Basically, \(\color{brown}{\boldsymbol{s}_{t}[i]}\) approximates the variance \(\operatorname{Var} (\color{blue}{\hat{\boldsymbol{g}}_{t}[i]})\) well if \(\operatorname{E} (\color{blue}{\hat{\boldsymbol{g}}_{t}[i]})\) is small.

The hyperparameters are \(N_s, \eta, \varepsilon\).

Adaptive Momentum (Adam)

Adam combines momentum and RMSProp. It maintains a running average \(\color{teal}{\tilde{\boldsymbol{g}}_{t}[i]}\) of the gradient \(\color{blue}{\hat{\boldsymbol{g}}_{t}[i]}\), and another running average \(\color{brown}{\boldsymbol{s}_{t}[i]}\) of the second moment of the gradient. The two window sizes can be different.

\[\begin{split} \begin{aligned} \color{teal}{\tilde{\boldsymbol{g}}_{t}[i]} & =\left(1-\frac{1}{N_g }\right){\color{teal}{\tilde{\boldsymbol{g}}_{t-1}[i]}}+\frac{1}{N_g }{\color{blue}{\hat{\boldsymbol{g}}_{t}[i]}}\\ {\color{brown}{s_{t}[i]}} & =\left(1-\frac{1}{N_s}\right){\color{brown}{s_{t-1}[i]}} +\frac{1}{N_ s}{\color{blue}{\hat{\boldsymbol{g}}_{t}[i]}}^{2}\\ \boldsymbol{\Phi}_{t+1}[i] & =\boldsymbol{\Phi}_{t}-\frac{\eta}{\sqrt{{\color{brown}{s_{t}[i]}}}+\epsilon}{\color{teal}{\tilde{\boldsymbol{g}}_{t}[i]}} \end{aligned} \end{split}\]

The hyperparameters are \(N_g, N_s, \eta, \varepsilon\).

Issues

  • Gradient Estimation: inaccurate estimation brings noise. More than batch size effect

  • Gradient Drift (2nd order structure): g changes as the parameters \Phi change, determined by H. But second order analyses are controversial in SGD.

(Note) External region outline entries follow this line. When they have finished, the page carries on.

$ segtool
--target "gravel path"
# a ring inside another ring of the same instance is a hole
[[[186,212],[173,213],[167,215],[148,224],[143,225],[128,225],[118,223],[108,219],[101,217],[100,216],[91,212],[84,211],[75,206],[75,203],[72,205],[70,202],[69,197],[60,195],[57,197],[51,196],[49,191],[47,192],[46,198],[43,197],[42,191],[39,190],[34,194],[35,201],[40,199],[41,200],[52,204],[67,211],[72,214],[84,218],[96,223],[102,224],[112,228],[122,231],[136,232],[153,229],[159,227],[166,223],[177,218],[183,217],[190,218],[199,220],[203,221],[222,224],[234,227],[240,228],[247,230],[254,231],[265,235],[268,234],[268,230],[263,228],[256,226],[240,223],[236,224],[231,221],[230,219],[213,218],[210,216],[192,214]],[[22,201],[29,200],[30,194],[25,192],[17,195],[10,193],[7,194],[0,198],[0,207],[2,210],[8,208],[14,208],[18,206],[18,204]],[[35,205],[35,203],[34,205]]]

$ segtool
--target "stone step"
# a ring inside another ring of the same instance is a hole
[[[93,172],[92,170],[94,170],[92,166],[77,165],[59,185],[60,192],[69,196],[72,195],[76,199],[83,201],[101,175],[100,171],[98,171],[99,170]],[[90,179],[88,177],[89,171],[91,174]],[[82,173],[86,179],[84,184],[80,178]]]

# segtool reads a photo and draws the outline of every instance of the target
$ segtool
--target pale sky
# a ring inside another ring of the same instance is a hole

  • Convergence: to converge to a local optimum the learning rate must be gradually reduced toward zero, how to design the schedule? see below

  • Exploration: deep models are non-convex, we need to search over the parameter space. SGD can behave like MCMC.